Trending Topics

Longtime EMT recognized with national award

Marshall Botkin received the National Emergency Medical Technician of the Year Award

By Brandi Bottalico
The Frederick News-Post

FREDERICK, Md. — When he was in his prime, Marshall Botkin kept his pager on through the night.

“I would sleep through any tone that wasn’t mine,” he said.

He was running calls on the ambulance at Junior Fire Co. No. 2 most days in his heyday. Now, the 72-year-old runs calls only occasionally, and his wife made him stop sleeping with the pager at his bedside a long time ago.

“Age has a funny way of catching up to you,” he said.

The Veterans of Foreign Wars of the United States awarded the National Emergency Medical Technician of the Year Award to Botkin last Friday at the fire company’s banquet.

“It shocked me because I’m in a room full of heroes, and I’m the only one receiving an award,” he said. “I’m not doing anything different than anyone else in that room.”

Chip Jewell, director of the Frederick County Division of Volunteer Fire and Rescue Services, nominated Botkin for the award, saying he was the first person who came to mind. He’s known Botkin for about 35 years and used to run calls with him.

“I can’t think of a better person or anyone that’s been more dedicated to the fire service of Frederick County,” he said. “He’s been dedicated to the Junior Fire Company, pulling regular shifts on the ambulance for probably three decades. ... He’s one who goes above and beyond.”

Botkin might be the first person from Frederick County to receive the national award after beating out nominees from 54 other VFWs, said Hugh Warner, a VFW member who presented the award to Botkin.

Botkin is also a full-time professor at Frederick Community College and currently teaches five sociology classes. He moved to Frederick County from Prince George’s County, where he grew up, in 1977 when he got the job.

He became interested in firefighting during his time at the college, and in 1982, he started with the Division of Volunteer Fire and Rescue Services. After his first ride, he was hooked, Botkin said.

“One thing led to another, and it just became a part of my life,” he said.

He continued teaching, and in 1985, got his doctorate. He was rescue chief for Station 2 for years, he said.

His badge from that time is on a plaque in a special place in his house, he said. In the same place, he also has a rock on display that he clung to during a near-death rock climbing experience, he said.

“That badge was pivotal, and this is pivotal,” he said pointing to the award. He plans to hang it in the same place.

His wife of 41 years is also a member of the fire company and enjoys helping people, he said.

Every call is important, and all of them stick with him. He described being a firefighter as “hours of boredom interrupted by moments of stark terror.”

“I’ve delivered some babies, I’ve saved a few lives and I’ve saved a few limbs,” he said.

But if he wasn’t there to help, he said another EMT would have handled it the same way he would have. “The coolest thing about it is you get to be with people who want to give,” he said.

There was one time, he said, when he responded to a call where a man was lying in a bathtub. When they arrived, the man’s grandson had been holding the man’s head up because he didn’t know what else to do to help his grandfather.

“We pulled Grandpa out of the water and started CPR, and the boy is saying he should have done more,” Botkin said.

While doctors continued working on the patient, he walked out of the room and saw the boy.

Botkin said he pointed to the boy and said, “If he has a chance to survive, it’s because of him.”

He said he always looks for what he refers to as the second patient.

“I didn’t want him to be scarred,” he said, wiping a tear from his face.

He said people learn from their life experiences, and that’s why he tries to tell stories to students in his classes, not lecture them.

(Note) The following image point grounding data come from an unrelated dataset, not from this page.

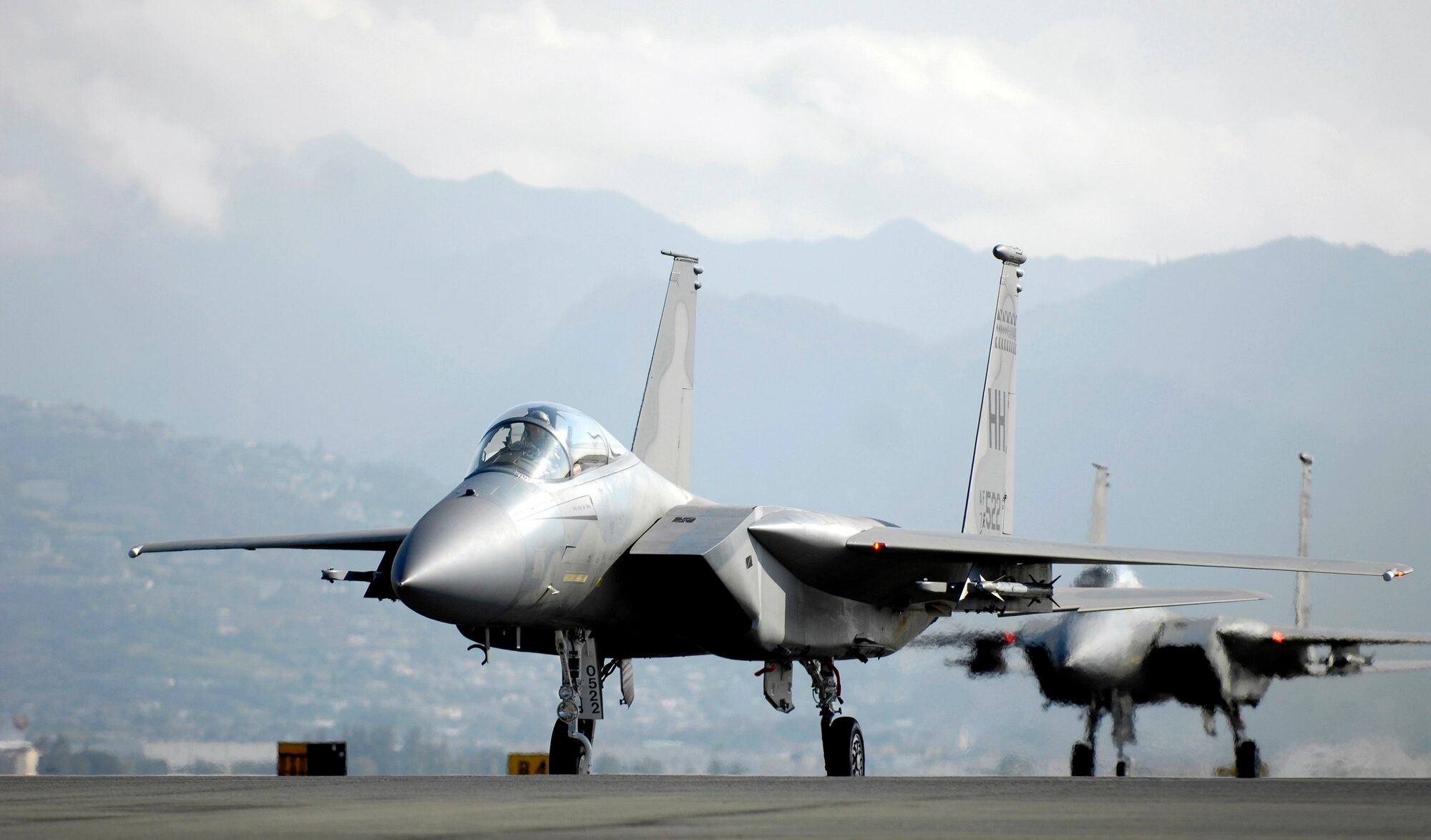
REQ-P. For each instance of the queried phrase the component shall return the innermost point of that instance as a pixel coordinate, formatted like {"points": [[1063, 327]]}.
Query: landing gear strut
{"points": [[1247, 761], [1081, 763], [841, 736], [1121, 708], [582, 703]]}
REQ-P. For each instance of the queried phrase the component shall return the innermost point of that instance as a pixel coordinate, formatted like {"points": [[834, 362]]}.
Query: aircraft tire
{"points": [[1249, 761], [566, 751], [844, 748]]}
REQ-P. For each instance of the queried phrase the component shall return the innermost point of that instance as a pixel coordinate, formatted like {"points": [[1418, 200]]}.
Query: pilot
{"points": [[539, 454]]}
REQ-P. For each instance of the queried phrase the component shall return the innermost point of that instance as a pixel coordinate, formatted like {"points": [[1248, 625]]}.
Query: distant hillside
{"points": [[346, 287]]}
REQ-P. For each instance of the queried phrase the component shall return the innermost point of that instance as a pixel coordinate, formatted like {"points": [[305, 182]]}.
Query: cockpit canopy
{"points": [[546, 441]]}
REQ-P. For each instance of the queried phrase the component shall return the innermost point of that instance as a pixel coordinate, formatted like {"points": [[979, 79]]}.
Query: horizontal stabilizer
{"points": [[1393, 666], [380, 540], [1104, 599], [1314, 636], [895, 543]]}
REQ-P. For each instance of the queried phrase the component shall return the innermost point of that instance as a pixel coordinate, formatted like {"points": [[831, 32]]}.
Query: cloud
{"points": [[1083, 137]]}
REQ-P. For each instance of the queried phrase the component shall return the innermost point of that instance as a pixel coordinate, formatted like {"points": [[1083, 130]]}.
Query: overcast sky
{"points": [[1075, 128]]}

“I like to take those experiences and make them indirectly happen to them,” he said. “Each one of my lectures is a show for me.”

He has spent the majority of his career at Frederick Community College, but also taught briefly at the University of Maryland and Howard Community College. He has taken two sabbaticals to Russia and considers the Russian firefighters and college professors he has met abroad his second family.

He takes Russian lessons twice a week.

He said Frederick County is home now and he plans to stay even after retirement — whenever that is.

“I should have long since retired from this college,” he said. “I’ll retire when the ambulance comes for me.”